For Lee it was perfect—“I was going to be an invisible servant. Part of this machine.”

  But Resource One failed Lee, who was far ahead of the group in realizing that the social uses of technology would depend on exercising something akin to the Hacker Ethic. The others in the group did not grow up yearning for hands-on technology . . . their connection to it was not visceral but intellectual. As a result, they would argue about how the machine should be used instead of throwing back the sheets and using it. It drove Lee crazy.

  Lee later explained: “We were prigs, we were intolerable esthetes. Anybody who wanted to use the machine had to come argue their case before our meeting. They had to plead to use it.” Lee wanted to change the group’s outlook to a more hacker-like, hands-on openness but did not have the pluck to make the social effort—his self-esteem had hit a low point. He rarely even had the courage to venture out of the building to face the world—when he did, he’d glumly note that the tenderloin district bums looked cleaner, more prosperous than he did. Other people in the collective tried to open him up; once during a meeting they borrowed a television camera from a video collective upstairs, and every time there was laughter in the group they would zoom in on Lee, invariably poker-faced. Looking at the tape afterward, he could see what he was becoming—heartless. “I felt like I couldn’t afford to have a heart,” he later said. “I could see this happening, but I was pushing them away.”

  After that experience, he tried to become more active in influencing the group. He confronted one goldbricker who spent most of the day slowly sipping coffee. “What have you been doing?” Felsenstein demanded.

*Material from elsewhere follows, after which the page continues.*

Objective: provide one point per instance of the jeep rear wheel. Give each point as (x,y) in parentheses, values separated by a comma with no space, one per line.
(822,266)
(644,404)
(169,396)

The guy began talking about vague ideas, and Lee said, “I’m not asking you what you want to do, I’m asking what have you done?” But he soon realized that calling people down for their bullshit was futile: like an inefficient machine, the group’s architecture itself was flawed. It was a bureaucracy. And the hacker in Lee could not abide that. Fortunately around that time, the spring of 1973, Efrem Lipkin came to Resource One, to rescue Lee Felsenstein and get Community Memory off the ground.